Are you one of the millions of Americans who finally have health insurance? Although you're probably feeling relieved to have the financial protection your new health plan provides, don't assume that your health plan will pay for all of your health care. You'll probably still end up paying out-of-pocket for at least some of your health care. Learn why in ""I Have Health Insurance. Why Do I still Have to Pay for Health Care?"
Whether health insurance is new to you or you've been insured for years, managing your health insurance can be confusing. Get your ducks in a row to make sure nothing falls through the cracks. Here's what needs to be done.

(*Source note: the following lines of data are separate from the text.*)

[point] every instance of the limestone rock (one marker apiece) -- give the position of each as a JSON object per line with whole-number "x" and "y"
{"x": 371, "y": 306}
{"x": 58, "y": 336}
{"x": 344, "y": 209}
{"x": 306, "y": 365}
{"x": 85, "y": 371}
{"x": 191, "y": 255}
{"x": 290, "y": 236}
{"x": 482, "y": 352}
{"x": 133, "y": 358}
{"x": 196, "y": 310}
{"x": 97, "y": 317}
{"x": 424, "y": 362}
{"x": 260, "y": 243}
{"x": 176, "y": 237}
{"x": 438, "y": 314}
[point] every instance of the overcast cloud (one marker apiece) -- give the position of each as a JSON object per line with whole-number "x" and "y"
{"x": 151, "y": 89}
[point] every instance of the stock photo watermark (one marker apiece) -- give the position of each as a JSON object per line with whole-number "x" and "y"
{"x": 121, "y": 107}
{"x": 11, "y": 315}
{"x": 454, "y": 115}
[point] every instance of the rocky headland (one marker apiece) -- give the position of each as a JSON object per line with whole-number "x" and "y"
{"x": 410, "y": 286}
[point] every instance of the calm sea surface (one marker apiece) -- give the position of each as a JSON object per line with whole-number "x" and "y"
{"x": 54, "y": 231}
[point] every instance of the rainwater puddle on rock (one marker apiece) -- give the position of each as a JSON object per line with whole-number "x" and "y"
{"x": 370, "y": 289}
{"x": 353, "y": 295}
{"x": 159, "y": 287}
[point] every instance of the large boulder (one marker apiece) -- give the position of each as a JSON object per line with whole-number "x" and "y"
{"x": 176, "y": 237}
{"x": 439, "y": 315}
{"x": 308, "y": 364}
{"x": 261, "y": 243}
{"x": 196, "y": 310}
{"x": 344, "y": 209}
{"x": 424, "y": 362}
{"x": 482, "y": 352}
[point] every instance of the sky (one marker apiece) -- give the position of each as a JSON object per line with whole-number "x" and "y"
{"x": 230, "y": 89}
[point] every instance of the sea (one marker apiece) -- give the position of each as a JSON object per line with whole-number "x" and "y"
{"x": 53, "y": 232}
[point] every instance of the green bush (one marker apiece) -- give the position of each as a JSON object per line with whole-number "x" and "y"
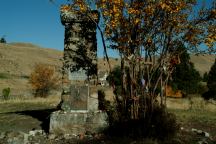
{"x": 4, "y": 76}
{"x": 211, "y": 84}
{"x": 185, "y": 77}
{"x": 3, "y": 40}
{"x": 6, "y": 93}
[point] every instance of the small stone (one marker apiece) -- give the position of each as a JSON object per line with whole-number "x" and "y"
{"x": 32, "y": 133}
{"x": 206, "y": 134}
{"x": 2, "y": 135}
{"x": 199, "y": 132}
{"x": 52, "y": 136}
{"x": 194, "y": 130}
{"x": 67, "y": 136}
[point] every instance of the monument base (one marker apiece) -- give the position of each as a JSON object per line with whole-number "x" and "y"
{"x": 77, "y": 122}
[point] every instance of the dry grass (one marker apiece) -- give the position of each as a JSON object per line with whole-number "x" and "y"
{"x": 194, "y": 103}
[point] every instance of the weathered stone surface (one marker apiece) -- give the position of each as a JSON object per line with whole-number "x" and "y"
{"x": 76, "y": 98}
{"x": 77, "y": 122}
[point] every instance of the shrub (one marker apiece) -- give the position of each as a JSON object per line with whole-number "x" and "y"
{"x": 6, "y": 93}
{"x": 185, "y": 77}
{"x": 211, "y": 84}
{"x": 162, "y": 125}
{"x": 43, "y": 79}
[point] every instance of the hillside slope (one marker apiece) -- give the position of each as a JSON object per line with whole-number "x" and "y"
{"x": 17, "y": 61}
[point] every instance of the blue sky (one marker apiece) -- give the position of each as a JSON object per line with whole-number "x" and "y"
{"x": 37, "y": 22}
{"x": 34, "y": 21}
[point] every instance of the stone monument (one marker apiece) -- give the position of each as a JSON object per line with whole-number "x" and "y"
{"x": 79, "y": 106}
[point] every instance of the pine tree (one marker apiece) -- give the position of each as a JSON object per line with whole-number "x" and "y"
{"x": 185, "y": 77}
{"x": 211, "y": 83}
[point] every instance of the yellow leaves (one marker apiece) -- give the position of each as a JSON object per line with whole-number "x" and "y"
{"x": 133, "y": 11}
{"x": 65, "y": 8}
{"x": 211, "y": 38}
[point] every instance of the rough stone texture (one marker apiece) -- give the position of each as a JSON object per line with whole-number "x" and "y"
{"x": 77, "y": 122}
{"x": 80, "y": 52}
{"x": 77, "y": 99}
{"x": 79, "y": 114}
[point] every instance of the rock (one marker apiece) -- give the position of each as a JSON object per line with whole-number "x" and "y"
{"x": 52, "y": 136}
{"x": 202, "y": 142}
{"x": 200, "y": 132}
{"x": 206, "y": 134}
{"x": 2, "y": 135}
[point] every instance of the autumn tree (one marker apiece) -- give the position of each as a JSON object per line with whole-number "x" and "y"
{"x": 43, "y": 79}
{"x": 146, "y": 34}
{"x": 3, "y": 40}
{"x": 211, "y": 83}
{"x": 185, "y": 77}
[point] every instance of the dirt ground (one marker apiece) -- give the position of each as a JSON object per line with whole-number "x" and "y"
{"x": 27, "y": 115}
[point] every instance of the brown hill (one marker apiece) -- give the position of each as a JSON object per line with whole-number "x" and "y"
{"x": 18, "y": 59}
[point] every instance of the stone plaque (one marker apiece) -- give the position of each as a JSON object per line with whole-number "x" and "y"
{"x": 78, "y": 75}
{"x": 79, "y": 97}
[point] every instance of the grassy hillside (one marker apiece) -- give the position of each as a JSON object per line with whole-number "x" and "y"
{"x": 18, "y": 59}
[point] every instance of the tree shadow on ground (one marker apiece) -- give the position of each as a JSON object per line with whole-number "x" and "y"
{"x": 42, "y": 115}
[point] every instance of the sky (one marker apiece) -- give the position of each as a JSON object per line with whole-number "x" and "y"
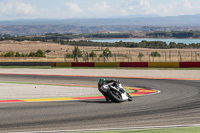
{"x": 67, "y": 9}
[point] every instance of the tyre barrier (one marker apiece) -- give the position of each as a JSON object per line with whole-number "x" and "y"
{"x": 25, "y": 63}
{"x": 107, "y": 64}
{"x": 129, "y": 64}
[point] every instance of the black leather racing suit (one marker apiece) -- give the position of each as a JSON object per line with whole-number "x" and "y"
{"x": 104, "y": 90}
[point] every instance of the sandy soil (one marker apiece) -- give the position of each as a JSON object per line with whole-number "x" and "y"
{"x": 24, "y": 91}
{"x": 58, "y": 52}
{"x": 110, "y": 72}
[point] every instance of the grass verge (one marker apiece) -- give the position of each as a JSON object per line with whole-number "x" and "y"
{"x": 164, "y": 130}
{"x": 123, "y": 68}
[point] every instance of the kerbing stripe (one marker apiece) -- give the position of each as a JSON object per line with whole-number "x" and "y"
{"x": 110, "y": 129}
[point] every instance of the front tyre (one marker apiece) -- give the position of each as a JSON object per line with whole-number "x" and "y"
{"x": 115, "y": 96}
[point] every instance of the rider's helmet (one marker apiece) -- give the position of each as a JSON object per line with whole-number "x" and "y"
{"x": 101, "y": 80}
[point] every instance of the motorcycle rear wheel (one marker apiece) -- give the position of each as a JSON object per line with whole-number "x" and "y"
{"x": 115, "y": 96}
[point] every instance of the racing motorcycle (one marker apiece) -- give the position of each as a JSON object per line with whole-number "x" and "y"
{"x": 114, "y": 91}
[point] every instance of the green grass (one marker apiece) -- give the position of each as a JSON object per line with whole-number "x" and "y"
{"x": 122, "y": 68}
{"x": 164, "y": 130}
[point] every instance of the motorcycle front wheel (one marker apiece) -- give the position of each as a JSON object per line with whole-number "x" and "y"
{"x": 115, "y": 96}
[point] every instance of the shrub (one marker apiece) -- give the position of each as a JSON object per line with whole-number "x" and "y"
{"x": 69, "y": 56}
{"x": 140, "y": 55}
{"x": 92, "y": 54}
{"x": 17, "y": 54}
{"x": 40, "y": 53}
{"x": 10, "y": 54}
{"x": 107, "y": 52}
{"x": 48, "y": 51}
{"x": 77, "y": 51}
{"x": 155, "y": 54}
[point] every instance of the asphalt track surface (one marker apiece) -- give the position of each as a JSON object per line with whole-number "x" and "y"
{"x": 177, "y": 104}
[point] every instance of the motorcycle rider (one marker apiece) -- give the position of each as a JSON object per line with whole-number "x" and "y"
{"x": 102, "y": 86}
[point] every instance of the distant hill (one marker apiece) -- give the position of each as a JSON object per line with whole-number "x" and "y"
{"x": 185, "y": 20}
{"x": 130, "y": 23}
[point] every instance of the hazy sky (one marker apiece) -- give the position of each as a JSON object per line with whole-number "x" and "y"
{"x": 64, "y": 9}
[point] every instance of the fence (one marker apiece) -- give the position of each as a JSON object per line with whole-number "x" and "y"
{"x": 141, "y": 56}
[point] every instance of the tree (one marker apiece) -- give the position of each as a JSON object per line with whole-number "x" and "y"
{"x": 10, "y": 54}
{"x": 77, "y": 52}
{"x": 92, "y": 54}
{"x": 155, "y": 54}
{"x": 107, "y": 52}
{"x": 17, "y": 54}
{"x": 40, "y": 53}
{"x": 140, "y": 55}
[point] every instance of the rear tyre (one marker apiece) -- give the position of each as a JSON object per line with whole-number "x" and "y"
{"x": 130, "y": 98}
{"x": 115, "y": 96}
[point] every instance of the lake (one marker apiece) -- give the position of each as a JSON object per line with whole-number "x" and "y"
{"x": 187, "y": 41}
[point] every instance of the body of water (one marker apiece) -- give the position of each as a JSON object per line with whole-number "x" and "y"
{"x": 187, "y": 41}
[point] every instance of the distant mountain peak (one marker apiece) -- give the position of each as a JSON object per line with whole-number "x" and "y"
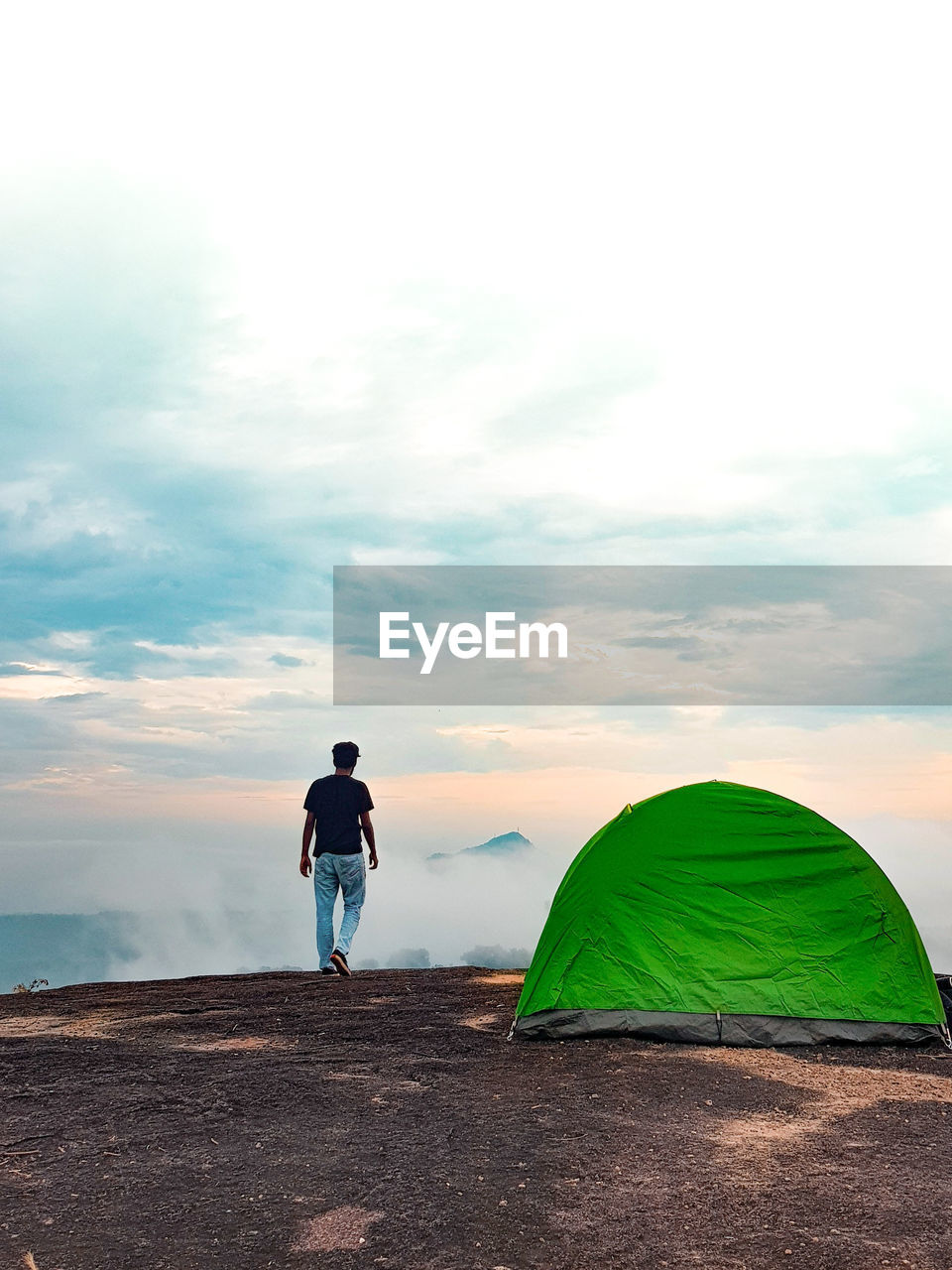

- If your health plan uses a claim system, make sure a claim is filed each time you get health care. If you use an in-network provider, your provider will usually file any necessary claims. However, if you go out-of-network, you may have to file the claim yourself.
- Follow up on each and every claim. Make a note to yourself to check on the status of the claim in 4-6 weeks if you haven't received an EOB. Usually claims are processed without a glitch. However, sometimes your health plan may request more information. While the health plan usually requests this information from the service provider, if you're aware, you can intervene to make sure any necessary information gets to your insurer in a timely manner.
- Follow your explanation of benefits. When your health plan has completed processing a claim, it will send you an EOB. Read those EOBs to make sure the claim was paid correctly and your share-of-cost like deductible, copay and coinsurance was listed correctly. Get in the habit of reading each EOB and cross-referencing it with each claim. This isn't just so you can catch billing errors; it's to alert you to medical identity theft and health care fraud.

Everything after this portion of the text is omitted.